Ailerons were also glued to the wings with actuator mechanism.
Detailing Small Parts
The landing gear was detailed with etched compass, brake lines and other small wires. The canopy also received several add-ons. A stiffening piece was added on the upper part of the windscreen as well as a seal on the area that met the sliding hood. The latter was replaced by a vacu-formed piece and was also detailed with the addition of a reinforcement piece in the front part and a handle on the front left.
The back area received a cylindrical piece and the ribbed inside lower structure was represented.
The Morane antenna was thinned to a more realistic thickness.
Wing flaps were photoetched parts from FM detail set.
The markings for this Fw 190D-9 came from Kommandeur decal sheet number 4801.
I choose the markings of the Geschwader technical officer from Stab II/ JG 6. The different base colours (Aeromaster) were airbrushed using an Aztek 470. Some of the panels on the wing are slightly highlighted. Once the camouflage scheme was finished, a gloss coat was applied to provide the best base for the decals.
After 24 hours drying time, I've experiment a new weathering technique (at least new for me).
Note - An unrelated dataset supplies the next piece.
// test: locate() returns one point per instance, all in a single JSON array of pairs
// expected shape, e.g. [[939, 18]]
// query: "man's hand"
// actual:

In order to disrupt the uniformity of the colours and reproduced the ageing effect of the elements, I used artist oil paints very lightly thinned and a paintbrush to alter the tint of these colours. The tints used were the following: white yellow ochre, olive green and raw Umber for RLM 83, white, yellow-ochre and black for RLM 75. After 48 hour drying time, a mat varnish is applied and the surfaces are lightly polished with a cloth. Pastel chalks were added to highlight some areas around rivets and hinges.
As this aircraft seemed to be heavily weathered, a very light coat of Tamiya Desert Yellow and Buff was airbrushed on the rear fuselage. Exhaust staining was done with different shades varying from light grey to brown black. Mud was added to the undercarriage and the elevators. Some oil stains were also added to the lower engine cowling. Aluminium scuffs were mainly seen on the Karman and also on the canopy due to the rubbing of the antenna wire in the opened position. Paint scratches were also added to propeller blades in order to represent the wood appearance.
Small pieces were now cemented to the plane. Flaps were secured in the down position even though this configuration is rare on the ground.
The display base was done with plaster and balsa, the grass is an Heki reference. The painting was done with Vallejo acrylics and oils. Mud and oil stains were also added to the wood base.
The oil cart is a Verlinden reference, the pilot is sculpted by Mike Good (Jaguar item) and is really outstanding. The mechanic is a Tarmac product.